Exactly one year ago today, my wife of fewer than 24 hours and I were on an airplane bound for Hawaii. Right now, as I type this, I’m on my terrace, enjoying the first 80-degree day we’ve had here in Hoboken since September, with my laptop, the leftover kosher wine from Passover, and an interesting Foo Fighters cover on AOL Radio. Hoboken will never be Hawaii, but all things considered, this doesn’t suck.
Marriage after the first 366 days doesn’t suck, either. I’m very happy, and I’ve never had any second thoughts, or wondered, “What if?” The biggest adjustment I’ve had to make is picking my spots when invited to events like drinking or games. I can’t just say yes to everything, because there’s another person to consider, so I’ve really tried to carefully choose when to do things apart from my wife if it’s an event she’s not interested in. I try to factor in how many nights I have plans for during the week, how much time we’ve spent together, whether I can afford it, and other factors, and make the best decisions. Have I been perfect? Certainly not, but I think my efforts have been pretty solid.
I’m very happy with our marriage, and while there are things in my life that I would like to see get better, overall, I’m pretty content. The only negative that continues to weigh on me is my job situation.
I absolutely hate the fact that I’m bringing so little money into the household. It has never been a source of friction, and I’m not conforming to the old-school notion that the husband is required to be the bread-winner, but putting in hours that are comparable to those of a full-time job in exchange for about one-quarter of what I was making at my last full-time position is really starting to wear thin.
And thanks to recent events, I don’t see it getting any better. The blog that I had been editing and writing pretty much by myself for nearly two years, WebNewser, was folded into another blog, SocialTimes, at the end of March. A bunch of people write for SocialTimes, and there are only so many stories to go around, so even though I’m putting in the same effort to try to find interesting topics to write about, I’m probably doing about one-half of the stories I used to post. Considering the fact that I get paid by the post, this is not a good trend. I am positive my paycheck for April will be much lower than March’s, despite missing an entire week of March for a short and much-needed vacation to the Dominican Republic.
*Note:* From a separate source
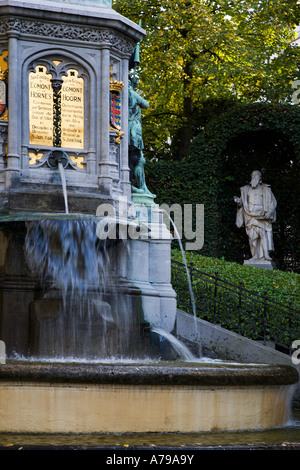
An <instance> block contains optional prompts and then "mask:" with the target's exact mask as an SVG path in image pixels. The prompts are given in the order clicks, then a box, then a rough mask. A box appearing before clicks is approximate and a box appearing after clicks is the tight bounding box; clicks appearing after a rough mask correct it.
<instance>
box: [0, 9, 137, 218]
mask: <svg viewBox="0 0 300 470" xmlns="http://www.w3.org/2000/svg"><path fill="white" fill-rule="evenodd" d="M0 7H1V8H0V67H1V70H0V72H1V75H0V207H1V210H2V211H5V210H10V211H12V210H13V211H25V210H28V207H34V208H35V210H36V211H43V212H49V211H51V212H52V211H53V210H56V211H57V212H60V211H61V210H62V209H63V201H62V200H61V198H58V197H57V193H58V190H59V189H60V184H61V181H60V178H59V176H58V175H57V172H53V171H52V170H53V165H54V166H55V162H53V159H52V158H51V157H52V156H53V150H54V149H56V150H57V149H61V150H63V151H64V157H66V158H65V161H64V167H65V175H66V181H67V185H68V198H69V206H70V211H72V212H80V213H89V212H92V213H94V214H95V213H96V209H97V206H98V205H99V204H101V203H102V202H103V201H105V202H112V203H113V201H114V200H115V199H116V198H117V197H118V196H119V195H122V196H126V197H128V198H130V197H131V183H130V170H129V165H128V73H129V70H128V69H129V59H130V57H131V54H132V51H133V49H134V47H135V46H136V44H137V42H138V41H140V40H141V39H142V38H143V36H144V34H145V32H144V30H143V29H142V28H141V27H140V26H138V25H136V24H135V23H133V22H131V21H130V20H128V19H127V18H125V17H123V16H122V15H119V14H118V13H117V12H115V11H114V10H113V9H112V8H111V0H68V1H65V0H64V1H58V0H41V1H37V0H28V1H26V2H24V1H21V0H1V2H0ZM4 89H6V90H4ZM121 90H122V91H121ZM112 95H113V96H116V95H117V99H115V100H114V101H112V100H111V96H112ZM114 104H117V105H118V110H117V112H118V116H117V115H116V114H115V117H118V123H117V127H116V126H112V125H111V113H112V105H114ZM2 108H3V109H2ZM7 116H9V118H7ZM8 120H9V122H8ZM114 122H116V121H114ZM79 192H80V197H78V196H79ZM54 199H55V200H56V209H54V205H53V200H54Z"/></svg>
I’ve had a couple of close calls on full-time jobs over the past few months, but close doesn’t pay the bills. I especially thought I had a job I interviewed for in February, but my hopes were dashed in March. It was the best I’ve felt about a potential position since being laid off in October 2008, but it didn’t happen.
Still, all things considered, the situation could be a lot worse. I really enjoy the work I’m doing, and wish I could carve out some more opportunities. And I’d be lying through my teeth if I tried to say I don’t love working from home. Still, it would make me feel a lot better to contribute more into the pot.
In closing, let me switch gears altogether and say that the tradition of keeping wedding cake in the freezer to share on your first anniversary is one of the dumbest things I’ve ever experienced. The blob of fondant in the picture hogged up much-needed freezer space for a year and, while it didn’t taste anywhere near as rancid as I expected it to, it still lost a great deal of its flavor. Good riddance to the cake, and welcome to the newly opened freezer space.
So, this is where I am, one year and one day in, and counting. Things are great, but they would be even better if this job situation would resolve itself one way or the other. Unemployment or partial employment aside, I’d do it all over again.